The difference is significant. In a d20 opposed roll system you stand to have a very good roll negated by a opposed good roll. (This also applies to a dice pool system) Or a very bad roll hit because of an opposed bad roll. (This part not so much with a dice pool, but I'm not designing a dice pool system) With a hybrid, smaller defense die added to a static defense, you get smaller defensive fluctuations. It allows for that really good roll to hit (18+7, 25 to hit still hits a 17+1d6 even when they roll a 6) and the really bad roll never will hit.

In addition it adds more options to modify armor. I could have heavy armor that is 19 with no modifier, or 15 + d6. This is now a decision you can make as a player. Do I go with the marginal statistical advantage of a 19? Or go with the possibility of a 21 sometimes, but a 16 others?

This would allow me to add more distinction between armors. Now it's not just 'Plate' a modifier like 'Mithral' could have a much larger mechanical difference instead of D&Ds "it's lighter". It could open up the possibility of layering armor. Maybe I take a "realistic" approach. Your plate gives you a 18, but now it's literally just the pl of metal. Are you putting a Gambeson on underneath? Now THAT decides your defensive die (modified by skills as appropriate)

Those are just some of my ideas for making distinctions that require a system like this (at least to work how I'm imagining it).

Also, I don't know about you, but my players LIKE to roll dice. Giving them a consistent roll on someone else's turn, even if it slightly slows the game, will keep them engaged with the action more. Which is an issue when tables get to have 7 players (like mine currently does). They act fast(ish) on their turns but lose interest during every other turn. This gives them a reason they have to pay attention, at least to the enemies turns.

Man_Over_Game
2019-07-03, 04:37 PM
Because offensive rolls will be either a d20 or 3d6. Reducing the die size there doesn't make sense, but if giving the defender an active roll to modify their defense adjusting a d6 up or down is fitting.

In that specific circumstance, maybe, but the same thing could be applied with a bonus or a penalty. Increasing a die size is the same average value of a +1 (1d6 to 1d8 is 3.5 to 4.5, or a +1 gain).

Unless there is a specific reason to include multiple dice for an attack rather than a single die with modifiers, or unless there's a reason to avoid adding modifiers altogether, I'd recommend a different approach.

Or rather:

Try to put most of the changes on one size, unless you have a reason not to.
Try to keep most of the dice to be the same type/number/size, unless you have a reason not to.
Try to use modifiers to keep things streamlined, unless you have a reason not to.

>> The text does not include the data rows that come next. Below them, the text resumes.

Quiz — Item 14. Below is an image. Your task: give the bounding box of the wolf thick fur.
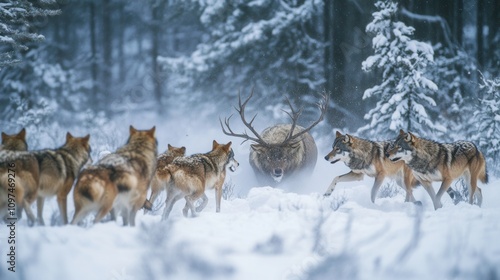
[0,128,28,151]
[71,126,157,226]
[160,140,238,220]
[32,132,91,225]
[388,130,488,209]
[250,124,318,185]
[0,150,40,225]
[325,131,418,202]
[144,144,186,210]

For example, choosing your offensive rolls to be 1d20 or 3d6 isn't enough of a justification to not being able to apply a -1 penalty to hit. However, if you were a specialized defensive build that managed to get your defense up to 1d12, and you still can bump it up once more (to the point where there are no more dice sizes to increment it by), and there's a special bonus for doing so, THAT'D be a valid reason.

If doing something would make the game simpler, either find a reason to make it fit, or find a reason that your method is better. Or, if there isn't a reason, make one. Because, right now, I'm seeing some cool concepts that can be built upon, but don't' have any major justification why they couldn't be streamlined using modifiers.

Galithar
2019-07-03, 04:59 PM
In that specific circumstance, maybe, but the same thing could be applied with a bonus or a penalty. Increasing a die size is the same average value of a +1 (1d6 to 1d8 is 3.5 to 4.5, or a +1 gain).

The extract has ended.